That saying “never go to bed angry” is legit. Anger doesn’t dissolve. It hardens. Unless you talk about it. Maybe a thousand times. Choose to forgive, daily. Untangle the mess and feelings.
If not, the anger will create a crowbar that splits you guys. Until it’s too late, people have drifted too far, and feelings have permanently changed.
3. Not building/having your own life.
Many fall into a relationship and lose their life. Not on purpose or overnight. But slowly, like a leaky faucet. Daily routines and doing everything with your partner starts to eclipse your own space and sometimes even dreams.
You put your relationship above everything else, including your wants and needs. Like a tightening vice, and by the way the one tightening is you not love, friends slowly get pushed aside. Passions projects never happen. Trips get canceled. Your relationship has become your sun. You revolve around it and two lives become one. Blurry.
Love is not about two people sharing one life. Love is about two people coming together to share two separate lives. Two pistons pumping is what drives the engine (relationship) forward.
Not building, focusing on, and having your own life, as you did when you were single, cripples the relationship.

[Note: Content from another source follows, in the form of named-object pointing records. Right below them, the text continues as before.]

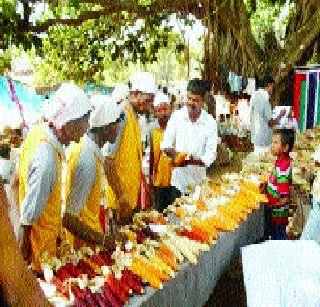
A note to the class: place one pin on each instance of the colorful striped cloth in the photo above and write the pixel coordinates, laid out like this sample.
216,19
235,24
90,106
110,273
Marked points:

It makes things sticky and changes the dynamic, especially if one person does have her own life and the other doesn’t. The relationship becomes lopsided. And whenever things get lopsided, chemistry changes. We start carrying someone instead of walking next to them. And people can feel heavy very fast.
A relationship should not prevent you from building whatever you were building before you met your person. Yes, things can change. Priorities can shuffle. But you should still be running toward your true north. It’s not just about you and your own life. It will also help the relationship.

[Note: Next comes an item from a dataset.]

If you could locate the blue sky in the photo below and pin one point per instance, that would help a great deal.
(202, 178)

4. Not having respect for your partner.
Respect is ground zero.
Without it, nothing above matters.
If you don’t respect your partner on some level, it’s nearly impossible to build trust. And without trust, there is no relationship.
Chances are, you had respect for your partner in the beginning or it would not have gone this far. But maybe over the years, things happened. Maybe there was infidelity. Maybe he changed as a person. Maybe he made decisions that didn’t line up with your values. Or life choices you didn’t respect. Maybe he has become unhappy over the years and now a total asshole to himself as well as others. Any of these can cause you to lose respect.
When you don’t have respect for someone, you treat them differently. They lose their cape, go from hero to villain. You don’t see them like you used to. They go from adult to child. You have less patience and tolerance. Their thoughts, ideas, and opinions, which you valued so much, now has little weight.
Yes, respect needs to be earned. But like love, you can choose to respect someone. It can be a daily choice. Unless you have zero respect for this person which then means you probably shouldn’t be with him anyway, you can work on respecting him because that’s what love means. Because he is the father of your child. Because he is doing his best. Because he has come a long way. Or maybe just because he is being honest with where he’s at.
Because if you do, things can change.
The way you treat someone changes the way they treat you.
It may be the first domino that changes everything.